We should not forget that some CPUs offer dedicated instructions - e.g. Intel AES-NI.
Another solution is to just stop trying to do it on the general purpose processor altogether and move it to some sort of HSM or TPM. Put your eggs in a smaller, more defensible basket. In a world of GPUs and AI accelerators it's easier to ask for a crypto accelerator (or rather decelerator!).
Is there any good work on constant-time crypto on the GPU?
If anyone manages to make homomorphic encryption viable, that provides another solution, at a huge performance penalty.
pclmulqdq
I don't think it's anywhere close to viable to move the cryptographic parts of the data plane into HSMs/TPMs. There's just too much work to do there, and you have to move plaintext over unsecured channels to do it. That means that you have to put at least an ephemeral key into the CPU, and the rest follows.

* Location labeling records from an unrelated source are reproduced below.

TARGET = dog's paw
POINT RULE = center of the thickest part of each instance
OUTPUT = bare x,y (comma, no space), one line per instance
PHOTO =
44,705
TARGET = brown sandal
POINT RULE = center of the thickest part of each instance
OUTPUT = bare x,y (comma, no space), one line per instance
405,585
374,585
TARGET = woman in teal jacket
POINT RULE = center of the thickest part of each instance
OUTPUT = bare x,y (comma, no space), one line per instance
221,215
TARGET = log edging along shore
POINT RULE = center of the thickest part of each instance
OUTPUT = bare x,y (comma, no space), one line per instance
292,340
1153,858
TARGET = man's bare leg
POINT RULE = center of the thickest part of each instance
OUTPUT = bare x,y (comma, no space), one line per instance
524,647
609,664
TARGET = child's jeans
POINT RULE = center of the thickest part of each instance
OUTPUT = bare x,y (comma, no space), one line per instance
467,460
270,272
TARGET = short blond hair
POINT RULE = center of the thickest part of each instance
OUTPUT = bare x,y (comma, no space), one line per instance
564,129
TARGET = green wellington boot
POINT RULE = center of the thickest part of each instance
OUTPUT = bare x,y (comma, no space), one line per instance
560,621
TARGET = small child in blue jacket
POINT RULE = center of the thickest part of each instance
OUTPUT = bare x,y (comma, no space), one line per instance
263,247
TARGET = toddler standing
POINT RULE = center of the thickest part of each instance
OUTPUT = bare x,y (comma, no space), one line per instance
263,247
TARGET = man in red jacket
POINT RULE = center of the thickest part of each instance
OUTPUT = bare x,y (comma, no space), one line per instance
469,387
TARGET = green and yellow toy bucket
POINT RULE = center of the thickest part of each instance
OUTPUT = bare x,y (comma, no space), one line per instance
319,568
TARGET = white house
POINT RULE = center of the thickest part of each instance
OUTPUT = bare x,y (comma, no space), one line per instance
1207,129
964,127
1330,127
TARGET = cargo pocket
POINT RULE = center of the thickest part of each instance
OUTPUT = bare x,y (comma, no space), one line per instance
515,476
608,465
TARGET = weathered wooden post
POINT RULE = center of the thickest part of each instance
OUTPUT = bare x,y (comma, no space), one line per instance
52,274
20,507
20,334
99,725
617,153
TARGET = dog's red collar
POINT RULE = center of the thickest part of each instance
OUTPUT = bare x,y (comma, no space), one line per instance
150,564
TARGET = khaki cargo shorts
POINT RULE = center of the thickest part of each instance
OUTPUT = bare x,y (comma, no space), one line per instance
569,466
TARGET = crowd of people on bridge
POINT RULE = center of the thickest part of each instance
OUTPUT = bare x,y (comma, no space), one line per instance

AES-NI, the SHA instructions, and constant-time subsets of instructions are generally good enough that you can do this in assembly.
zokier
editorialized title, originally "Constant-Time Code: The Pessimist Case"
most of the points brought up in the article have been happening already for decade(s), it's not something that 'will soon' happen.
RISC-V has a constant time coding extension (Zkt, https://riscv-software-src.github.io/riscv-unified-db/manual...). I believe the idea of this is that your CPU will have a dedicated core that implements Zkt and performs a known set of operations in constant time. I'm not sure that anyone has actually implemented it.
Do other ISAs have anything similar?